Gemeinsames Fastenbrechen in Essen verbindet Kulturen während des Ramadan
Aldo RömerGemeinsames Fastenbrechen in Essen verbindet Kulturen während des Ramadan
Gemeinsames Fastenbrechen in Essen stärkt interkulturellen Austausch
Anfang dieses Monats fand in Essen ein gemeinsames Fastenbrechen statt, das lokale Führungspersönlichkeiten und Gemeinschaftsmitglieder zusammenbrachte. Die von der Kommission für Islam und Moscheen in Essen (KIM-E) organisierte Veranstaltung bot während des Ramadan einen Moment der gemeinsamen Besinnung. Zu den Gästen zählten Essens Oberbürgermeister Thomas Kufen sowie der türkische Generalkonsul Taylan Özgür Aydın.
Das Iftar am 10. März 2026 war Teil der Feierlichkeiten im heiligen Monat. Kufen betonte in seiner Ansprache, der Ramadan sei eine Zeit der Reflexion und der Stärkung des Gemeinschaftsgefühls. Seine Worte unterstrichen die Bedeutung von Dialog und gegenseitigem Verständnis.

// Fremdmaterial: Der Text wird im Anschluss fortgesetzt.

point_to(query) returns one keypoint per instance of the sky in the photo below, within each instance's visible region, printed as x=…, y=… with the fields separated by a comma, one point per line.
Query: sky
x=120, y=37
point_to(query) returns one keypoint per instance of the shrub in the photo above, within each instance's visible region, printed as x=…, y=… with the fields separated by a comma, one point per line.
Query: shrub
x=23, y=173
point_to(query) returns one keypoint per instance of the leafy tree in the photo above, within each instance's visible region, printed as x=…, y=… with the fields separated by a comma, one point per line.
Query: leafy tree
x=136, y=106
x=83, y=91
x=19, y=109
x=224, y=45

Vertreter aus der lokalen Politik, der Zivilgesellschaft und verschiedenen Gemeinschaftsgruppen nahmen an der Mahlzeit teil. Die Anwesenheit des Generalkonsuls wurde als besonders symbolträchtig gewertet – ein Zeichen für grenzüberschreitende Verbindungen. Die Organisatoren hoben hervor, wie der Abend den Austausch persönlicher Erfahrungen und kultureller Perspektiven förderte.

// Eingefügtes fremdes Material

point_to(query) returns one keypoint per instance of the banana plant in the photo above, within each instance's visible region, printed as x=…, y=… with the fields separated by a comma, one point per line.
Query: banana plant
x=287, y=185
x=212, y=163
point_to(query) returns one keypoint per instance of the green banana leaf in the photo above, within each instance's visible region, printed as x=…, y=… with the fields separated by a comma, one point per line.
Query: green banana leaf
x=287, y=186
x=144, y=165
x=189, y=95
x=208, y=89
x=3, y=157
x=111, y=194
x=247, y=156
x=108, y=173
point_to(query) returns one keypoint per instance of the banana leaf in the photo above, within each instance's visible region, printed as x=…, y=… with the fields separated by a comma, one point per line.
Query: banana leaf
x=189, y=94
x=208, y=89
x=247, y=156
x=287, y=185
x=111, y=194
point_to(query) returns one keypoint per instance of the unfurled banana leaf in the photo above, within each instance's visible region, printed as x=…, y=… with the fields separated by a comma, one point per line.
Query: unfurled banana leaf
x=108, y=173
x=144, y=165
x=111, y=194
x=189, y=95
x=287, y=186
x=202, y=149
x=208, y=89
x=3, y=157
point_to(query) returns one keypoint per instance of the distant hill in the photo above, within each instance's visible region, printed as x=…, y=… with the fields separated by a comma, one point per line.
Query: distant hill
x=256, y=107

Der heilige Monat endete am 19. März 2026 und schloss damit eine Reihe gemeinschaftlicher Aktivitäten in Essen und darüber hinaus ab. Die Iftar-Veranstaltung festigte die Beziehungen zwischen den vielfältigen Gemeinschaften der Stadt und ihren internationalen Partnern. Indem die KIM-E Persönlichkeiten wie Kufen und Aydın einlud, schuf sie eine Plattform für den Dialog während des Ramadan. Das Treffen spiegelte die anhaltenden Bemühungen Essens wider, Inklusion und gemeinsame Werte zu fördern.